Manchmal habe ich das Gefühl, dass in den Augen der Gesellschaft jemand extrovertiertes auch gleichzeitig ein „wertvollerer“ Mensch ist. Dabei muss man seine Ansichten doch nicht immer jedem unter die Nase reiben und damit hausieren gehen (ich weiß…das ist reichlich übertrieben…aber Übertreibung macht nun mal auch anschaulich). Im symbolischen Sinne gesprochen, sind leise Aussagen keinesfalls weniger wert als die lauten. Aber warum sieht das denn niemand? Warum sind die meisten nur so auf Menschen fixiert, die „entertaining“ sind? (an dieser Stelle schüttle ich meinen Kopf und denke mir nur „…ach, diese Gesellschaft“ und seufze bedeutungsvoll).

 

 

Und, wenn jemand nun mal ein bisschen länger braucht, um sich wohl zu fühlen und locker reden zu können, was ist so schlimm daran?! Wenn ich eher der Typ Mensch bin, der zurückhaltend ist, bedeutet das nicht, dass ich übersehen werden will. Und vor allem gibt es niemandem das Recht, mich negativ zu bewerten und zu dem Schluss zu kommen, dass ich keine Meinung oder gar Persönlichkeit hätte, nur, weil ich mit meinen Ansichten hinterm Berg halte. Und das hat auch nichts damit zu tun, dass diese irgendwie altmodisch, verrückt oder vielleicht sogar verboten sein könnten (nicht, dass ich solche Ansichten hätte, aber es wird eben schnell angenommen, dass man etwas zu verbergen hätte, wenn man nicht sofort seinen Senf zu etwas dazu gibt), sondern ist einfach Teil meiner Persönlichkeit.

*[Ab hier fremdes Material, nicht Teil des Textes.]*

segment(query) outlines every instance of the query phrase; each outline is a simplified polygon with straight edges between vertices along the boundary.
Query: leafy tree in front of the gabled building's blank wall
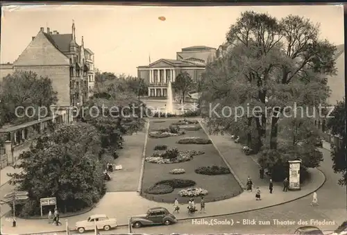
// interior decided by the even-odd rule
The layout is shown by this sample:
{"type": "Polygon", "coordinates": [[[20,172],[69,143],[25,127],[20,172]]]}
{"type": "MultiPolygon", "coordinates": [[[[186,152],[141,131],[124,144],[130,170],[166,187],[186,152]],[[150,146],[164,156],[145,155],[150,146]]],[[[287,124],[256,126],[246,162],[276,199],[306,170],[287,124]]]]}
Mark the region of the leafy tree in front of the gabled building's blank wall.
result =
{"type": "Polygon", "coordinates": [[[46,107],[50,112],[49,107],[58,101],[56,95],[49,78],[39,77],[31,71],[15,71],[3,78],[0,85],[0,125],[37,119],[38,107],[46,107]],[[19,109],[16,115],[16,107],[20,106],[35,108],[35,114],[28,109],[28,115],[24,115],[24,110],[19,109]]]}

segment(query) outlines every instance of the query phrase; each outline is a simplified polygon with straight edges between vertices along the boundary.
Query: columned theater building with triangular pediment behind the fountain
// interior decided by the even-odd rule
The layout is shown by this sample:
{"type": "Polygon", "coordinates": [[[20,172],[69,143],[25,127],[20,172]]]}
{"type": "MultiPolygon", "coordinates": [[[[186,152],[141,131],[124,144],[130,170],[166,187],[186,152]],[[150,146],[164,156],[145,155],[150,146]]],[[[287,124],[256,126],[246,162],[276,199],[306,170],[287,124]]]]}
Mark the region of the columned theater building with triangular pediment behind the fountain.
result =
{"type": "Polygon", "coordinates": [[[214,60],[216,49],[208,46],[191,46],[176,53],[177,60],[160,59],[137,67],[137,76],[149,85],[149,96],[166,97],[168,82],[175,82],[179,73],[187,72],[198,81],[208,62],[214,60]]]}

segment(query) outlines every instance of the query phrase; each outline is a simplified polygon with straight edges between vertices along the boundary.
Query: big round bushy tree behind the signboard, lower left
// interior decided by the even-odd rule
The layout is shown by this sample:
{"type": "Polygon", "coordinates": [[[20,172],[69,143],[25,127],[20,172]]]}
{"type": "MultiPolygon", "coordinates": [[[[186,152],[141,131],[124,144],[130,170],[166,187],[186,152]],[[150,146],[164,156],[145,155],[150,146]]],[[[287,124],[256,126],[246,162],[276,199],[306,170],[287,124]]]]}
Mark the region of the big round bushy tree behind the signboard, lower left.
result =
{"type": "Polygon", "coordinates": [[[40,214],[40,198],[56,197],[60,211],[89,207],[105,193],[99,162],[101,143],[92,125],[58,125],[56,131],[37,139],[19,159],[22,173],[10,176],[18,190],[28,191],[30,201],[18,205],[22,216],[40,214]]]}

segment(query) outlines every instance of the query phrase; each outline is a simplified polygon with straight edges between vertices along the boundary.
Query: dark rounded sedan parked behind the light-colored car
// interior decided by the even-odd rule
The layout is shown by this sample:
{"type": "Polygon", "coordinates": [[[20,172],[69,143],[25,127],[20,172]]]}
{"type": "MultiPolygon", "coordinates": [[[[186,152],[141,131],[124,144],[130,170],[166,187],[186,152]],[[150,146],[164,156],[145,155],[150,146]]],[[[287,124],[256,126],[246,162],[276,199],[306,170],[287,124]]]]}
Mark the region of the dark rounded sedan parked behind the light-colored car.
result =
{"type": "Polygon", "coordinates": [[[132,216],[130,224],[133,227],[146,225],[171,225],[177,223],[176,217],[164,207],[153,207],[144,215],[132,216]]]}

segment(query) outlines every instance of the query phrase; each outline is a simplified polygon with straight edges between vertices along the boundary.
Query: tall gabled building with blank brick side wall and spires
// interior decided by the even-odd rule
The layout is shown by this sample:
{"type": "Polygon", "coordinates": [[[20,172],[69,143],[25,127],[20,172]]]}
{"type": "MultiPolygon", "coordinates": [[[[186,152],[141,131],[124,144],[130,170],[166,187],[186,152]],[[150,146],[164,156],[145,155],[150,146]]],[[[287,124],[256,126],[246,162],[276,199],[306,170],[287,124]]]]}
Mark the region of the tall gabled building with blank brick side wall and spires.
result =
{"type": "Polygon", "coordinates": [[[81,45],[77,43],[74,23],[66,34],[40,28],[11,66],[14,71],[33,71],[50,78],[59,106],[83,105],[94,86],[94,53],[85,48],[83,37],[81,45]]]}

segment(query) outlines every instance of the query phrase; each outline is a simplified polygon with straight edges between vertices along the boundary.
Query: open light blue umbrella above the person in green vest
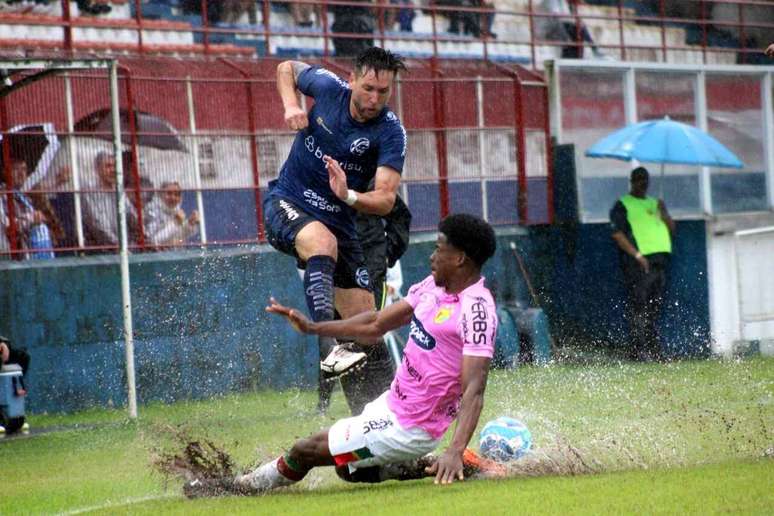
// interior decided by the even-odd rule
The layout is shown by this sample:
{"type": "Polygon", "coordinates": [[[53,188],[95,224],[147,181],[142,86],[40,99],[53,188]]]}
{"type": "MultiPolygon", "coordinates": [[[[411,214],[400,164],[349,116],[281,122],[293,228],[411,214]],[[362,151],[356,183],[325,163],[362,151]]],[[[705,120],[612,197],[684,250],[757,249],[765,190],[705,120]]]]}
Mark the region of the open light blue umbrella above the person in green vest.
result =
{"type": "MultiPolygon", "coordinates": [[[[675,163],[742,168],[744,164],[715,138],[691,125],[648,120],[619,129],[592,145],[586,156],[636,159],[643,163],[675,163]]],[[[663,169],[662,169],[663,170],[663,169]]]]}

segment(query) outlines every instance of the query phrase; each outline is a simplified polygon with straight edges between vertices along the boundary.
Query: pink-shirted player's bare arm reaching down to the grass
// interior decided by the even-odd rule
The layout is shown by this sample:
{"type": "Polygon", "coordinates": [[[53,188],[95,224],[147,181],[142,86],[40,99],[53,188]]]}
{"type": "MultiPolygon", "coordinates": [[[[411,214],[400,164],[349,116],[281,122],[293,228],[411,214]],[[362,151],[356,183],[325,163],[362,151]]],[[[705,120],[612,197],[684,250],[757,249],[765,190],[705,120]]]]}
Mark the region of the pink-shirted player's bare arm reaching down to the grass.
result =
{"type": "Polygon", "coordinates": [[[484,408],[484,391],[490,361],[486,357],[464,356],[462,358],[462,401],[457,426],[449,447],[427,469],[428,473],[435,475],[436,484],[451,484],[455,480],[464,479],[462,453],[476,430],[481,409],[484,408]]]}

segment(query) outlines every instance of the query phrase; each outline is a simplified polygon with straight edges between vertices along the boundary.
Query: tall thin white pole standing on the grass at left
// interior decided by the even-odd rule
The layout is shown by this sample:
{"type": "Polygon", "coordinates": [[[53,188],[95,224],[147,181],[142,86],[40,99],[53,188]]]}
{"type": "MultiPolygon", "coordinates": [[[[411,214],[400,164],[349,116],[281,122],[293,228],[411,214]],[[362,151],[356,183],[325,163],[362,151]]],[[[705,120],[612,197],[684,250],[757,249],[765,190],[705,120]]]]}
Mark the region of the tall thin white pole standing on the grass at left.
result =
{"type": "Polygon", "coordinates": [[[118,103],[118,63],[110,63],[110,108],[113,117],[113,155],[116,160],[116,204],[118,205],[119,257],[121,267],[121,304],[124,315],[124,350],[126,354],[126,387],[129,417],[137,418],[137,386],[134,379],[134,330],[132,329],[132,294],[129,288],[129,248],[126,230],[126,192],[124,164],[121,159],[121,116],[118,103]]]}

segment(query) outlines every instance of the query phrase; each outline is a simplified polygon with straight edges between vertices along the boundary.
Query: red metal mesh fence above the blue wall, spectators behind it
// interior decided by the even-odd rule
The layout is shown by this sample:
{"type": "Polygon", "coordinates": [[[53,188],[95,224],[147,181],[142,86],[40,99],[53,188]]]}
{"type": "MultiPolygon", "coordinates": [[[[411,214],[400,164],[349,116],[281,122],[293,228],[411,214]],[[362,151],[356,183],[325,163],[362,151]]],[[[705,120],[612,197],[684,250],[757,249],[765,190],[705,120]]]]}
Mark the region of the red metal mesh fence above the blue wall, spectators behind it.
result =
{"type": "MultiPolygon", "coordinates": [[[[263,240],[261,198],[295,136],[284,126],[276,93],[278,62],[121,60],[133,250],[263,240]],[[185,222],[178,222],[186,231],[164,240],[156,235],[154,217],[178,188],[185,212],[185,222]],[[198,220],[189,219],[194,211],[198,220]]],[[[341,62],[321,64],[348,74],[341,62]]],[[[8,79],[18,84],[35,72],[8,79]]],[[[57,256],[115,249],[115,184],[106,179],[112,152],[106,74],[52,74],[2,93],[6,181],[0,198],[7,207],[7,243],[0,240],[0,253],[45,254],[31,246],[36,211],[50,226],[57,256]],[[26,174],[15,178],[19,161],[26,174]]],[[[400,193],[414,213],[414,230],[434,229],[454,211],[500,225],[550,222],[548,103],[540,77],[518,66],[410,60],[390,105],[409,137],[400,193]]]]}

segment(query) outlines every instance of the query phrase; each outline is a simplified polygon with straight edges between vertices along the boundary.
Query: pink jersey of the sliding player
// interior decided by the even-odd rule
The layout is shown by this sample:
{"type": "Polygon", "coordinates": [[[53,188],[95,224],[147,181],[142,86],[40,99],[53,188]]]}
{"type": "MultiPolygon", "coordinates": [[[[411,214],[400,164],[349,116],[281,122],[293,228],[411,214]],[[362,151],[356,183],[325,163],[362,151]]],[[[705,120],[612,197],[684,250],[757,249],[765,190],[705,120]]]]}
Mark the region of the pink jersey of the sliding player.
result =
{"type": "Polygon", "coordinates": [[[462,398],[462,357],[492,358],[497,315],[484,278],[448,294],[430,275],[409,289],[414,308],[403,362],[387,405],[404,428],[440,438],[457,417],[462,398]]]}

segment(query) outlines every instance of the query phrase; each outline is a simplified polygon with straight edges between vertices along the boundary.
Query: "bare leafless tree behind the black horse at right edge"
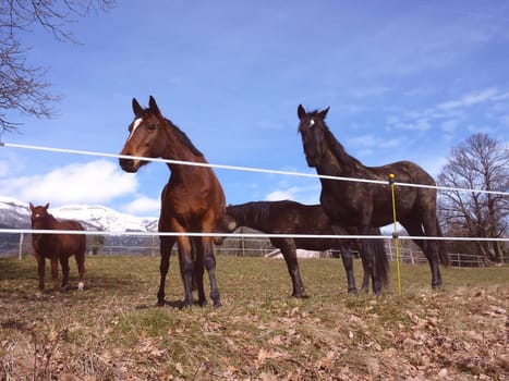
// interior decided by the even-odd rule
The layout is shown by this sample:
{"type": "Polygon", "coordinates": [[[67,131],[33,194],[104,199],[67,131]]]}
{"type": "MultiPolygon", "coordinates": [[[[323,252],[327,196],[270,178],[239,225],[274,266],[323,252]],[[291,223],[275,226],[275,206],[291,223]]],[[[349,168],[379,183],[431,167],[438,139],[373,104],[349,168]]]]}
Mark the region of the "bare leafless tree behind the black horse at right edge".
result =
{"type": "MultiPolygon", "coordinates": [[[[438,184],[456,188],[509,192],[509,149],[486,134],[470,136],[452,148],[438,184]]],[[[444,192],[439,199],[441,221],[448,234],[468,237],[507,238],[509,197],[480,192],[444,192]]],[[[504,244],[475,242],[489,261],[504,261],[504,244]]]]}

Ich bin nicht farblos, durchschnittlich, ablehnend oder spießig, nur, weil ich es nicht raushängen lasse, wie toll ich, meine Ansichten und mein Leben sind (leicht sarkastischer Unterton an dieser Stelle). Ehrlicherweise und mal ganz platt ausgedrückt, steht mir dieses ganz soziale Rumgepose einfach nicht. Und dann ist das eben so. Aber reinstecken in diese „graue Maus“-Schublade, lasse ich mich deshalb nicht, okay? Okay.